Badania na ten temat przeprowadziła londyńska Komisja ds. Sztuki Zrabowanej w Europie. Raport dokonany przez specjalistów wskazuje na to, że muzea z Bawarii traktowały skradzione dzieła szutki jak swoją własność i sprzedawały je nawet rodzinom byłych zbrodniarzy wojennych!
Liczba dzieł sztuki, którą ukradli Niemcy jest ogromna i wynosi ponad 10 i pół tysiąca obrazów. Bawarskie muzeum miało odrestaurować obrazy i zwrócić je prawowitym właścicielom, tak się jednak nie stało. Muzeum zaczęło rozprzedawać obrazy niczym na targu. Tak na przykład obraz z kolekcji Göringa zawisł w rządowej rezydencji na Petersbergu w Bonn, z kolei kopia Canaletta z kolekcji Hitlera trafiła do siedziby Niemieckiego Towarzystwa Parlamentarnego.

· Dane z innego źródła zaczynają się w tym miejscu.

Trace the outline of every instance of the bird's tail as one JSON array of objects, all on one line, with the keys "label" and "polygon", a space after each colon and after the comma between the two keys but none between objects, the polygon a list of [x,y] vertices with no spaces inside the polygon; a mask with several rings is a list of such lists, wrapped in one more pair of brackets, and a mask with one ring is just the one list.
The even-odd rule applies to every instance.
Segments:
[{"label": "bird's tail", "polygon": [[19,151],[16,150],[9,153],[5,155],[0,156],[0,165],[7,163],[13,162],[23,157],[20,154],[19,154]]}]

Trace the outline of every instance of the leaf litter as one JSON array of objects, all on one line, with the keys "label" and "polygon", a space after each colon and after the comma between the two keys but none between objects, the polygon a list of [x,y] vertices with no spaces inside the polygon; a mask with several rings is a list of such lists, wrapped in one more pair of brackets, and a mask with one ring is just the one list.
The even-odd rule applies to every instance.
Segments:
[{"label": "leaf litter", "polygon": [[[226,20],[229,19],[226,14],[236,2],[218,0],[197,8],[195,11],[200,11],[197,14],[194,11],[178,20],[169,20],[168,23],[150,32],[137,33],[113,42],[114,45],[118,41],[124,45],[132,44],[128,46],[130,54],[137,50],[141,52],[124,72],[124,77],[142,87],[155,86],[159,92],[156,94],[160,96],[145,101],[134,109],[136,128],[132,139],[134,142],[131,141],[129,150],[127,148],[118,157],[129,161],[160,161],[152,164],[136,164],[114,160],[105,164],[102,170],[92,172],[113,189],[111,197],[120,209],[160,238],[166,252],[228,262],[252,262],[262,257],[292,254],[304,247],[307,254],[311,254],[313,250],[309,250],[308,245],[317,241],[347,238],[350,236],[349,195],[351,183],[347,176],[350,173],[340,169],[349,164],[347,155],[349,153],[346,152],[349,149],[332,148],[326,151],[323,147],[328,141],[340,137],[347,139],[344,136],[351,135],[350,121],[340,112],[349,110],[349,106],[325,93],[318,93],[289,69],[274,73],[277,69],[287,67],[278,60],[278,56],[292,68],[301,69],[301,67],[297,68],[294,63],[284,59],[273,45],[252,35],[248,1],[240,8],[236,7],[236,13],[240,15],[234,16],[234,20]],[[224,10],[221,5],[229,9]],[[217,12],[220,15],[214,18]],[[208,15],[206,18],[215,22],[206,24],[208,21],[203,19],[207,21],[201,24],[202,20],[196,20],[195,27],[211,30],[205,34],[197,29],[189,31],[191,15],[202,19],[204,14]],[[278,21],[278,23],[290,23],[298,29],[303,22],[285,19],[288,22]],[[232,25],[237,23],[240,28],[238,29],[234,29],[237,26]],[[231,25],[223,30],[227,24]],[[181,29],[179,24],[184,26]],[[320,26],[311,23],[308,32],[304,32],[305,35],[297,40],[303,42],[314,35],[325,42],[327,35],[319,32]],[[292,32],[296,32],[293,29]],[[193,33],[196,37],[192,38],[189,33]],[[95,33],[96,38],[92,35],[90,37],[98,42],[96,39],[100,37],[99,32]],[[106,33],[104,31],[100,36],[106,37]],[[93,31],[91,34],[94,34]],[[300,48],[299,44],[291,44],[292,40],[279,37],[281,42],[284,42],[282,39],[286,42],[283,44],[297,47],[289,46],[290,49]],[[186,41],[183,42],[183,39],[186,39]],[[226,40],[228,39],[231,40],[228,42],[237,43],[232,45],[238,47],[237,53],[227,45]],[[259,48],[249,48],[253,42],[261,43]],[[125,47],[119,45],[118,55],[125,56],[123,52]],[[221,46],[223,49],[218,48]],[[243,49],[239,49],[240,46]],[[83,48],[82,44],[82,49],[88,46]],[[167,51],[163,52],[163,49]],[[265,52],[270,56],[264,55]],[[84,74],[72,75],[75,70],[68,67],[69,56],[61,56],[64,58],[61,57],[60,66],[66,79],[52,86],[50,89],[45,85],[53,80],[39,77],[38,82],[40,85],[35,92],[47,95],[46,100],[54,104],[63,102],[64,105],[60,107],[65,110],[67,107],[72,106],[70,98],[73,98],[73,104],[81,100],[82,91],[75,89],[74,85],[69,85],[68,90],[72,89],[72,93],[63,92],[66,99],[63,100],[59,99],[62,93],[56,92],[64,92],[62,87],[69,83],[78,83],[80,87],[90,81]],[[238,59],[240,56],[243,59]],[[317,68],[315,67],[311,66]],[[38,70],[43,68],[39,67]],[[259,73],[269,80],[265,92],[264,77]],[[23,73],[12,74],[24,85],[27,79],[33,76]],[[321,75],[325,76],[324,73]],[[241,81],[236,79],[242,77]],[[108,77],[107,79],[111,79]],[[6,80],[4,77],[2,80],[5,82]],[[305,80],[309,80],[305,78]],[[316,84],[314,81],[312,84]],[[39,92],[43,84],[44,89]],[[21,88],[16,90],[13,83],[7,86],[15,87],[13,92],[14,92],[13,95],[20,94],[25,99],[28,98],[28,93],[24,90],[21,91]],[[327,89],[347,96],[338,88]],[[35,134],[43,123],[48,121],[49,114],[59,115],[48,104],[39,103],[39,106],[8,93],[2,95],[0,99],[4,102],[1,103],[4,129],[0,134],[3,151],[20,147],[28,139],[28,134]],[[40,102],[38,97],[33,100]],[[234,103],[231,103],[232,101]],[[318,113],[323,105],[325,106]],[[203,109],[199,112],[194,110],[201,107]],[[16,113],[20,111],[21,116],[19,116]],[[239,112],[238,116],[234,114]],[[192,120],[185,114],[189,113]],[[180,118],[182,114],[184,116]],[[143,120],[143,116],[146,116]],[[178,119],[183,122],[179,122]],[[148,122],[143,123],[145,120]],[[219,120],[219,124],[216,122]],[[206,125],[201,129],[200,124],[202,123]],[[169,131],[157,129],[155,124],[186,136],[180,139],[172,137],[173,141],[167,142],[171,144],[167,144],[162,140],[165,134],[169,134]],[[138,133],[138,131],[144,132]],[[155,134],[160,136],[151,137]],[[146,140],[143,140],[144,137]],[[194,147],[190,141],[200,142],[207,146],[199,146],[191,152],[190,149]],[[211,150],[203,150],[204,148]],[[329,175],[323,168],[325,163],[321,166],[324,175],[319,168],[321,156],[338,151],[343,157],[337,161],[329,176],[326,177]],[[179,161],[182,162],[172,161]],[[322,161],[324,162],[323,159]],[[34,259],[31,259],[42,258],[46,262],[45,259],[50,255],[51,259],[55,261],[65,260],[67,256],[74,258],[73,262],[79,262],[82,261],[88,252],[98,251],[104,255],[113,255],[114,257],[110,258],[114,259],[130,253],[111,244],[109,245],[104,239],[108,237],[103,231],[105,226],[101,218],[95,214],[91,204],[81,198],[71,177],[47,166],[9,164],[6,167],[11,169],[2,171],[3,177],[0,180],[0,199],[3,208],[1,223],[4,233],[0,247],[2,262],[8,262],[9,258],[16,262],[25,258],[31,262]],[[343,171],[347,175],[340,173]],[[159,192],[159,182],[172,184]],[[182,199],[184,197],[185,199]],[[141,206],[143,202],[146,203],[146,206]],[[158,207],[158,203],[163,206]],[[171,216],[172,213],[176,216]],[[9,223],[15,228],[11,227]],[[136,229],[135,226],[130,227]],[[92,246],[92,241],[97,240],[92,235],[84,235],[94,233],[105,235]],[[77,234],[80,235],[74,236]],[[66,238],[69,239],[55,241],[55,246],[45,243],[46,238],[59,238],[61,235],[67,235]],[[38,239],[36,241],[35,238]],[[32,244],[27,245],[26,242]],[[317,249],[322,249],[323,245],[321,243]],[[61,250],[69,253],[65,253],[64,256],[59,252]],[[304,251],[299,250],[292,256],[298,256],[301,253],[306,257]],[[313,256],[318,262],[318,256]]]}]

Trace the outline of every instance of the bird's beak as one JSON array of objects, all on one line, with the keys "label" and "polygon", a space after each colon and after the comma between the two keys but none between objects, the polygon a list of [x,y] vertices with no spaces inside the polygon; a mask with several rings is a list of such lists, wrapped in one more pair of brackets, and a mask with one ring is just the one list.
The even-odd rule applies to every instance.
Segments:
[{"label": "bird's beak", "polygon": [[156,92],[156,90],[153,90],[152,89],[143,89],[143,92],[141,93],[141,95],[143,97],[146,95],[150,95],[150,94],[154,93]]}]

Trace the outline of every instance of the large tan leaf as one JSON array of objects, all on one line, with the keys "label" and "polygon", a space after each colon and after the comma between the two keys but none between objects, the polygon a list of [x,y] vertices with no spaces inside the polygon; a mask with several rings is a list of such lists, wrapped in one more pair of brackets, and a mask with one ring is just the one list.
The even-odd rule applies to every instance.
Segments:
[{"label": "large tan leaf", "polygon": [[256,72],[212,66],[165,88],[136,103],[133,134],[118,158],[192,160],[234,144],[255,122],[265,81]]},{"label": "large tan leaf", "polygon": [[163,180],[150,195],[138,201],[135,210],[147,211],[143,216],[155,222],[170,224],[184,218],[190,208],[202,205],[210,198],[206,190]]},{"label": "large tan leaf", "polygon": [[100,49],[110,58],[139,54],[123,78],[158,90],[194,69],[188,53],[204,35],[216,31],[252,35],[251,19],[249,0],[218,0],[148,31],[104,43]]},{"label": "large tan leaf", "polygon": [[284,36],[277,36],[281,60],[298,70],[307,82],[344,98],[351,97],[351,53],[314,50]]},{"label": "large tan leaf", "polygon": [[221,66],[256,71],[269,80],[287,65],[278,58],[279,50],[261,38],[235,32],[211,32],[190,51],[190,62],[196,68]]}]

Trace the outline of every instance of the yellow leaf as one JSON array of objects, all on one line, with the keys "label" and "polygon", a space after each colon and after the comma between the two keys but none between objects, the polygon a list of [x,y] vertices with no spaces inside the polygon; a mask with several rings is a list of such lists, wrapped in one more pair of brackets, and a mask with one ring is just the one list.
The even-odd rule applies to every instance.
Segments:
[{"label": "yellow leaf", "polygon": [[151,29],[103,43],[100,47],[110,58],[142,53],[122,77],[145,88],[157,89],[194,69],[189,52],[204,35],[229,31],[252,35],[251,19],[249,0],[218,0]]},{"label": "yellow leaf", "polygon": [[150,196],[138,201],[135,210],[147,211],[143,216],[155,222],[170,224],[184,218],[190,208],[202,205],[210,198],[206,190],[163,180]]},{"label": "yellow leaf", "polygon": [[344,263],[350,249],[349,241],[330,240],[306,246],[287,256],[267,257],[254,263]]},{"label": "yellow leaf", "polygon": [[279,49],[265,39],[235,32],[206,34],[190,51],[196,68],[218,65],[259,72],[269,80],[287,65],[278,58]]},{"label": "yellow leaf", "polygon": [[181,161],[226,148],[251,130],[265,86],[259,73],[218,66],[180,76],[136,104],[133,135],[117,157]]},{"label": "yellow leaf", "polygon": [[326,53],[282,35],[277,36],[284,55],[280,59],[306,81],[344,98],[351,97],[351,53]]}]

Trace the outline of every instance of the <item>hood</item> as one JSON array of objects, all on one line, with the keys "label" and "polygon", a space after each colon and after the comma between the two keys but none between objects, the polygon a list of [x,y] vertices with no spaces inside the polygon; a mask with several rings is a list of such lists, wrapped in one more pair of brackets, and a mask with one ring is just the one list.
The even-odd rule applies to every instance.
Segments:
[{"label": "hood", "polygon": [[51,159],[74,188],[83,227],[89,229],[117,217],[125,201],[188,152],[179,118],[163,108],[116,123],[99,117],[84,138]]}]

"Suddeutsche Zeitung" donosi, że w ten sposób rozprzedano ok. 3,5 tys. obrazów.
W pierwszej połowie lat czterdziestych specjalny amerykański oddział historyków sztuki o nazwie "Monuments Men" znalazła skradzione dzieła sztuki i odzyskała je. Na podstawie tych wydarzeń powstał film "Monuments Men" w reżyserii George'a Clooneya.